While this seems the most obvious area from which all participants benenfitted, it is even more important than you might think. I've heard from several people that they never learned the proper way to perform certain tasks such as scanning or citing sources. And for those that have learned how to perform those tasks, many found new and more efficient ways of getting the job done. And, with all our posting and communication on the "how to" aspect of these tasks, as a group we've begun to build a set of "best practices" for genea-bloggers.
I know for me, participating in all the events has honed and sharpened my focus with my own genealogy research. While working on each task within an event, I was able to see the weaknesses in terms of my skills and my research. Now I can go back and tend to those areas that need improvement such as organizing my research and backing up data.
The presence of the GB Games both in the blogosphere and on Facebook, allowed those spectators new to either genealogy, blogging, and/or social networking to witness the types of skills needed to be a genea-blogger. The events also highlighted the fact that genealogy is not all boring dates and names, research and data entry. Genea-blogging offers many ways to get involved with like-minded people, share information, find cousins, discuss issues and more. Given some recent criticism about "stay at home" genealogists, I think it was important to show our community that one does not have to remain isolated by being a genea-blogger.

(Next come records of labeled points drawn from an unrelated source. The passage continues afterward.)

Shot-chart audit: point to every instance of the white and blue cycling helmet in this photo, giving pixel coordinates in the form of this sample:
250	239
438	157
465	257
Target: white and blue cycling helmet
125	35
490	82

The inception of the first Genea-Blogger Games has come at a time with the creation of the Genea-Blogger Group on Facebook. As the group rapidly adds members, we've seen the steady but strong building of an on-line community that has the potential to accomplish great things, both on-line and in-person.
To that end, many have been asking for other methods of connecting, including web conferencing, webcasts and even attending a conference in the flesh! Several die-hard genea-bloggers have begun to discuss the formation of a formal genea-bloggers society and all the benefits and responsibilities that go along with it. Look for more information in the coming weeks and months!
I've been involved in way too many groups, both real world and virtual, in which egos get involved, there is constant crisis, and many participants leave to lick their wounds. In the past year of involvement with the genea-blogger community, I've yet to encounter a situation in which someone was miffed, or angry or felt the need to lash out. That isn't to say that we aren't human and that it can't happen. Perhaps because many of us are researching families and ancestors who may have kept secrets, betrayed each other, caused great hurt to others - perhaps that is why we are a bit more sensitive to those possible problems and we are proactive about them. For me, in the genea-blogger community I am able to interact with people of different faiths, political views, opinions of issues and yet still understand that there is a base need to connect and try to find common ground to do so.